If you're a fledgling data scientist with only cursory statistical training and little experience with real world data sets, you may feel like you're stumbling around in the dark when you're asked to interpret and present data to decision makers. How do you validate the data? What analytic model should you use? How do you differentiate between correlation and causation? How do you ensure that your data is solid and your conclusions are on target?
Allen Downey, Professor of Computer Science at Olin College of Engineering, author of Think Stats, Think Python, and Think Complexity, provides safe passage around the common pitfalls of exploratory data analysis, so you can manage, analyze, and present data with confidence.
Learn the fundamental tools and methodologies used in data science
Discover best practices regarding the ETL (Extract, Transform, and Load) process and data validation
Use the open science framework: practice version control, replication, and data pipelining
Grasp the effectiveness of CDFs (Common Data Formats) in visualizing distributions
Choose the correct analytic model for your data
Comprehend statistical inference, effect size, confidence intervals, and hypothesis testing
Discern the relationship between variables: understand scatter plots and scatter plot alternatives
Understand correlation, linear least squares, linear regression, and logistic regression
Master the Zen of testing your data and your conclusions
Allen Downey is a Professor of Computer Science at Olin College of Engineering.

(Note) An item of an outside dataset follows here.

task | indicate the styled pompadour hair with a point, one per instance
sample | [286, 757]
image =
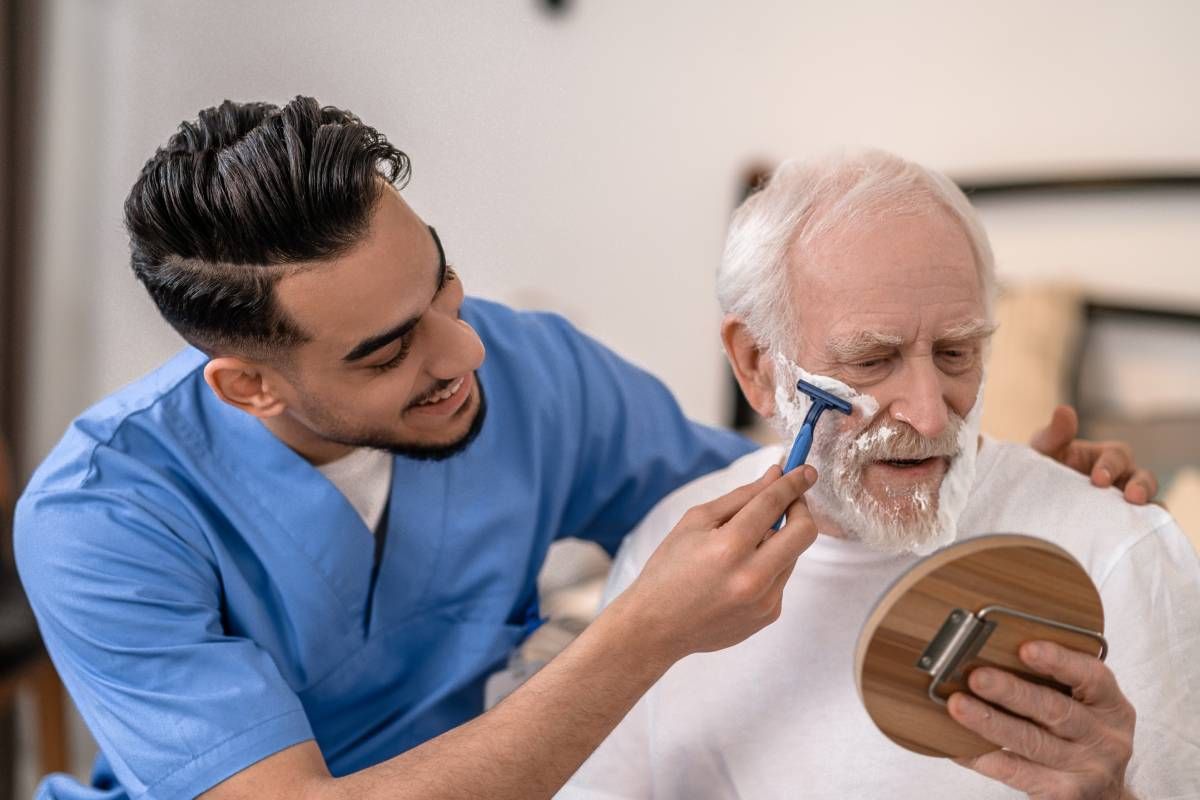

He has taught at Wellesley College, Colby College and U.C. Berkeley. He has a Ph.D. in Computer Science from U.C. Berkeley and Master's and Bachelor's degrees from MIT.
Comments about oreilly Data Exploration in Python:
To see these two topics, statistics and Python, combined so fluidly and succinctly is an inspiration in itself. Of course, no one is better suited to the task than the author of Think Python and Think Stats, Allen Downey.
Allen is an expert at choosing simple examples that resonate. The examples never strike one as contrived. The data is often real and always presented cogently. "Foo" and "Bar" may fly in certain circles, but in statistics they only lead to more confusion.
Anyone who took statistics in school needs a refresher after a few years of real work. Real work and real data have a way of making you wonder if it was really you who passed those statistics exams.
Seeing how someone experienced masterfully navigate data and code to get at some kernel of truth is something that you can't get in a book. Furthermore, there are a million ways to slice data, and it's too easy to get caught up in the newest tools. The real value for me is seeing which steps Allen takes when, and often more importantly, which steps he skips. A course that simply applies the fundamentals is the booster shot that every practicing engineer needs.
There are tons of examples and example code. It's readable and makes a fair amount of sense on its own. That might be relevant for some.
Note that a lot of the statistics are inferential, as opposed to descriptive. But then again, I can't get enough of Allen talking about simply exploring the data. In any case, a great class, well worth the less-than-three hours it takes to watch it at 1.25x, highly recommended to all.